Biden was briefed on the crash by Secret Service and park police Tuesday morning, White House press secretary Karine Jean-Pierre said. “He’s relieved that no one was hurt last night,” she said.

The US Secret Service is monitoring hundreds of people who have threatened the President. However, it’s not clear if Kandula was even on their radar, or if he had threatened the president before, which would trigger Secret Service involvement.

No attorney was listed for Kandula on court records, several phone numbers listed under his last name in public records were out of service and efforts by The Associated Press to reach relatives who could speak on his behalf Tuesday were not immediately successful. People at a Missouri home linked to Kandula declined to speak to an AP reporter.
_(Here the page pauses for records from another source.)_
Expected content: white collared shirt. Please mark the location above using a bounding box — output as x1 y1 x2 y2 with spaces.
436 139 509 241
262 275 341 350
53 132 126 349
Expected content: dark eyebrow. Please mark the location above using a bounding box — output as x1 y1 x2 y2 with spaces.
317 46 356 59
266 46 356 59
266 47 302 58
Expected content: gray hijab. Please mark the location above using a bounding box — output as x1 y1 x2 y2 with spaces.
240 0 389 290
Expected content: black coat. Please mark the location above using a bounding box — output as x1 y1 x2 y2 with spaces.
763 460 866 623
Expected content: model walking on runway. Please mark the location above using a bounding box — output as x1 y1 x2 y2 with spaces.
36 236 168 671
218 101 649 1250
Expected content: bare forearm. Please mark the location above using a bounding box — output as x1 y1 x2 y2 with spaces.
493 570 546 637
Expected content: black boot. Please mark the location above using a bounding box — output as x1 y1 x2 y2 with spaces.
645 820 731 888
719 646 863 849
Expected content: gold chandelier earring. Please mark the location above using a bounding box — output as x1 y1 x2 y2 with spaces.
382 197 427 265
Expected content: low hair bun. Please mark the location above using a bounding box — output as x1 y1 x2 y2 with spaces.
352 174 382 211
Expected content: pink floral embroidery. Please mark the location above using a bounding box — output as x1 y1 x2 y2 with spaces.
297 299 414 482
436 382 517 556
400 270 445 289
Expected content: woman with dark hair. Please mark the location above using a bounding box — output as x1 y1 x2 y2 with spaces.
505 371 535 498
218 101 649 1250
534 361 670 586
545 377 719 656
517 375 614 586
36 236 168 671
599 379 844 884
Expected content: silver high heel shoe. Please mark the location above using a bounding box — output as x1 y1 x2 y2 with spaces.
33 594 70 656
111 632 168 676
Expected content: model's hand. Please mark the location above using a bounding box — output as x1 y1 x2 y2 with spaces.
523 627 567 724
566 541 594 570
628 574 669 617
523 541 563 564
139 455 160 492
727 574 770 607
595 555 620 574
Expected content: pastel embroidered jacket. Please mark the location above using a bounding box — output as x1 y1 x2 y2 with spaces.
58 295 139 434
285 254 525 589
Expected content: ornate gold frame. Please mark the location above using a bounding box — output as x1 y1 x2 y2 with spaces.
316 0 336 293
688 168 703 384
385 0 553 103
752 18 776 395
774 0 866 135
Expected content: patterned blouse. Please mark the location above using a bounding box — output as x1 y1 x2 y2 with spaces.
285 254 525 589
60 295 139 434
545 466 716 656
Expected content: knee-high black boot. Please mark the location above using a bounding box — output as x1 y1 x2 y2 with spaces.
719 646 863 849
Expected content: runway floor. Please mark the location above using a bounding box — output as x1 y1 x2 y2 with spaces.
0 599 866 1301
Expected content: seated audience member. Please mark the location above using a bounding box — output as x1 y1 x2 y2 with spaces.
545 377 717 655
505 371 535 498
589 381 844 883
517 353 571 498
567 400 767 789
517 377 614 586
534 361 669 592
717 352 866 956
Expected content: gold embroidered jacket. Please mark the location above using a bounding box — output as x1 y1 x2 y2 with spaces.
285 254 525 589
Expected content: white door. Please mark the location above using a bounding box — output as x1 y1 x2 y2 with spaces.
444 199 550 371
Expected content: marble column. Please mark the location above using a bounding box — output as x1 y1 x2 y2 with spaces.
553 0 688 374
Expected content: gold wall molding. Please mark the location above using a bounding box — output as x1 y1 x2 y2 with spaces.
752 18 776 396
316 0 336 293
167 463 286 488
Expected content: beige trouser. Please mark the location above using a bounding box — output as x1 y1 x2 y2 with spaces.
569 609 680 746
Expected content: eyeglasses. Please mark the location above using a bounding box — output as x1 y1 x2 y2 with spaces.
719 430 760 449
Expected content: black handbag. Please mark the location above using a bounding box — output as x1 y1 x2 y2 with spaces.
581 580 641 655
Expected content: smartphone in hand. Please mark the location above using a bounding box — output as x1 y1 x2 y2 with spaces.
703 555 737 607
Lafayette Square offers perhaps the best public view of the White House, and Kandula sent several people fleeing as he pulled onto the sidewalk to reach the cordon.

The square has also long been one of the most famous demonstration sites in the country. The park was closed for nearly a year after federal authorities sealed off the area at the height of nationwide anti-policing protests following the killing of George Floyd in Minneapolis Reopening in May 2021.

U-Haul is a Phoenix-based truck, trailer, and self-storage moving company.

Contributing to this report were Associated Press writers Jim Salter in Chesterfield, Missouri, Colleen Long and Michael Balsamo in Washington, and news producer Beatrice Dupuy in New York.